The age-old tale of a man trying to track down his first car... one piece at a time.
Forty years ago, Derek Carroll, now 61, of Edinburgh, Scotland, sold his beloved 1965 Chevrolet Impala sedan, and a couple months ago, he posted a picture of the car on Facebook to see if anyone knew the car's current whereabouts. Within 20 minutes, Carroll had a lead on the car, but it wasn't the news he was looking for.
As it turns out, the car had become a donor vehicle to transform the front clip into a barbecue pit, and identifying that this was his old car was made easy thanks to the fact that the original license plate was still attached to the bumper. Sadly, the person who contacted him with information said that he had sold the unique barbecue grille and was not able to contact the subsequent buyer. So Carroll is continuing his quest to locate his beloved Impala – even if it's just the front end.
"I hadn’t been actively searching for it.

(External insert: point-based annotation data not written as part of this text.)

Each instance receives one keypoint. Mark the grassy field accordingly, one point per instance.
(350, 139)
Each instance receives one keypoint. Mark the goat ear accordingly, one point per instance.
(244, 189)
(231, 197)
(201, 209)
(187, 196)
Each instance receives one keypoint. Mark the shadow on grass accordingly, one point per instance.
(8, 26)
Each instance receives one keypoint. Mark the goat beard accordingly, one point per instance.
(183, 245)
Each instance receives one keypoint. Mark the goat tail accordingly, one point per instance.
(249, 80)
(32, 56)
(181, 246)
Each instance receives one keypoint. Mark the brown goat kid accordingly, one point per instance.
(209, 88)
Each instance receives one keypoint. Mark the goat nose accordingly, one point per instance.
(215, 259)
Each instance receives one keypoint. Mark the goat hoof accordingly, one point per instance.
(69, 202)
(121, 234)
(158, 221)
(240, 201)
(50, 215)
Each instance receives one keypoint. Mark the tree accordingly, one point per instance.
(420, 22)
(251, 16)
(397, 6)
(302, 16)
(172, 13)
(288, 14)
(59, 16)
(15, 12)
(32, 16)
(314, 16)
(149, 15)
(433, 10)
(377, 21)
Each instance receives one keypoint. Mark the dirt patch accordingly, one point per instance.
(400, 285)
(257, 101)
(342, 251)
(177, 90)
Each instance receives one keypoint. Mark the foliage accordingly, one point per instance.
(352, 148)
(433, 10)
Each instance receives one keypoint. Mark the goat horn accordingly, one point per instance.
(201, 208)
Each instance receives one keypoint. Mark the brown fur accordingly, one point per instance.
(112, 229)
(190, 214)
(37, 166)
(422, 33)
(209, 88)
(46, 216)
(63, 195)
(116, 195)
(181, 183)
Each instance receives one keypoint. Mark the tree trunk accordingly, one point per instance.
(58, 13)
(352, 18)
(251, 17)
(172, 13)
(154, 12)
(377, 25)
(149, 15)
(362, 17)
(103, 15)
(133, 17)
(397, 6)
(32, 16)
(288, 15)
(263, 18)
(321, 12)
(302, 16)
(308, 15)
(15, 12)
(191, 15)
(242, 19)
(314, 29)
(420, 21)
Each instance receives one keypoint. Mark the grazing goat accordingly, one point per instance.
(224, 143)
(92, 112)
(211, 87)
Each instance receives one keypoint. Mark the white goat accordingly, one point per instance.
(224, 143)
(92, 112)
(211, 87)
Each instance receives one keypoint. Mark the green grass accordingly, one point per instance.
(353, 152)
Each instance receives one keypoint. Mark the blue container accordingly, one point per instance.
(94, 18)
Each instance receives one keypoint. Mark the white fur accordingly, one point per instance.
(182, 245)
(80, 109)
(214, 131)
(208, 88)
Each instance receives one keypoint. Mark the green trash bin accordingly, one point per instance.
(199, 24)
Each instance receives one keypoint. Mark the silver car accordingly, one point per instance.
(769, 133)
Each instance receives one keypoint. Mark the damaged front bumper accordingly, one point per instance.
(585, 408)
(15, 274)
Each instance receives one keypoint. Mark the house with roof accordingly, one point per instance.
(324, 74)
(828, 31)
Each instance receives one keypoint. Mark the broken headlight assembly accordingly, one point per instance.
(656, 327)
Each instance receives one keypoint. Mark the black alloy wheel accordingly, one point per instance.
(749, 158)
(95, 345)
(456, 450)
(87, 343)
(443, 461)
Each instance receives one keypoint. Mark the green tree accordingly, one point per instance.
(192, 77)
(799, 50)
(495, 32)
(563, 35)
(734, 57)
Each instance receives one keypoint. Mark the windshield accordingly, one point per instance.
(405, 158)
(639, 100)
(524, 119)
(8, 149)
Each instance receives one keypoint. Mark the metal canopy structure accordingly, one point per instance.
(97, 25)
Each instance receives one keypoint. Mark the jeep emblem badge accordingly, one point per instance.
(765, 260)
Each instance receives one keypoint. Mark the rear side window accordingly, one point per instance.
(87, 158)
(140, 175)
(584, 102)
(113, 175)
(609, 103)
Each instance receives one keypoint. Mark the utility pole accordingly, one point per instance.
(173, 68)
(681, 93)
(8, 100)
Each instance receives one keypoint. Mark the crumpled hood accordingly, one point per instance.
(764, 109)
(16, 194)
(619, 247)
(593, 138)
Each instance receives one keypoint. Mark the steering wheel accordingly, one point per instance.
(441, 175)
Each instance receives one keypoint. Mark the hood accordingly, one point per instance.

I had put a photo of the car on an Edinburgh FB page and 20 minutes later a local guy contacted me saying he had owned the front end of that car, converted it into a barbecue and sold it to someone in York. All this happened in the last 2 months. No information on it so far."

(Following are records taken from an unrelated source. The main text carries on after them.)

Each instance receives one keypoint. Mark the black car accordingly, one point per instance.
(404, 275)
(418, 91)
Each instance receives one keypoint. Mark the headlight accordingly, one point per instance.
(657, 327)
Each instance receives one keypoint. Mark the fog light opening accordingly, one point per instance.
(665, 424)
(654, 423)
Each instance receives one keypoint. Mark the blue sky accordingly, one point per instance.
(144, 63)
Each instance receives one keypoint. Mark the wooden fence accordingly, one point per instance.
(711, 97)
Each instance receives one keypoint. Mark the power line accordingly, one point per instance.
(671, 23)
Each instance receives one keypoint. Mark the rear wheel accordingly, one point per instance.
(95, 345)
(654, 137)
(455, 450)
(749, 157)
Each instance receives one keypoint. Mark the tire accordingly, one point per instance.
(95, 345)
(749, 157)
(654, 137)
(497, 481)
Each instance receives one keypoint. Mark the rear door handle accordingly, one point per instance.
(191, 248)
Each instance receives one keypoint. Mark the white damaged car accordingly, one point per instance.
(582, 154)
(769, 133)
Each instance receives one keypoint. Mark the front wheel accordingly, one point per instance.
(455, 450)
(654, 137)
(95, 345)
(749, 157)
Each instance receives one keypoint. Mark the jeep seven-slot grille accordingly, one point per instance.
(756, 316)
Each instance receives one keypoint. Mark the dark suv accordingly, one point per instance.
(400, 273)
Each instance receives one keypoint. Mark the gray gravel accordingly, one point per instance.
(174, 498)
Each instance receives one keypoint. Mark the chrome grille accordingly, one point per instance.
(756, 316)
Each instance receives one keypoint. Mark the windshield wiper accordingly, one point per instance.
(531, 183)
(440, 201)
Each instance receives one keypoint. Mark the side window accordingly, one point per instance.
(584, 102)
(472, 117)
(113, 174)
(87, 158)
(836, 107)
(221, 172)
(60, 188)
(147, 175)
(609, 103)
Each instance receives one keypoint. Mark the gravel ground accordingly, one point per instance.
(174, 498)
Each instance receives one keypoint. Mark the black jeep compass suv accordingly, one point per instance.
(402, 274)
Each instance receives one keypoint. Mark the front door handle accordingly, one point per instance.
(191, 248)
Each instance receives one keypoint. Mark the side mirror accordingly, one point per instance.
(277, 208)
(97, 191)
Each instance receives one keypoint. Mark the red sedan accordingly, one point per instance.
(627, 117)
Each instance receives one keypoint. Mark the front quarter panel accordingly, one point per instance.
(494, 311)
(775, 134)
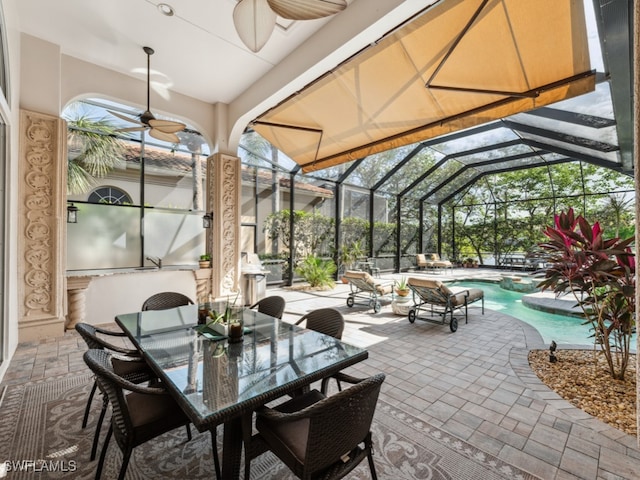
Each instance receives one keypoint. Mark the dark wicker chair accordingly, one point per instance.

Why is a barbecue pit made from the front end of a '65 Impala so special, you ask? In 1976, Carroll, then 17, made what he felt was a lowball offer of £100 (equivalent to about £724/$872 USD in 2020), and he was surprised when the owner of the '65 Impala agreed to the price. Like many of us, Carroll made fond memories in his first car, but in 1980, he made the decision to sell the car to pay for his wedding. At least he made a profit on the car with a sale price of £400 (about £1,726/$2000USD today).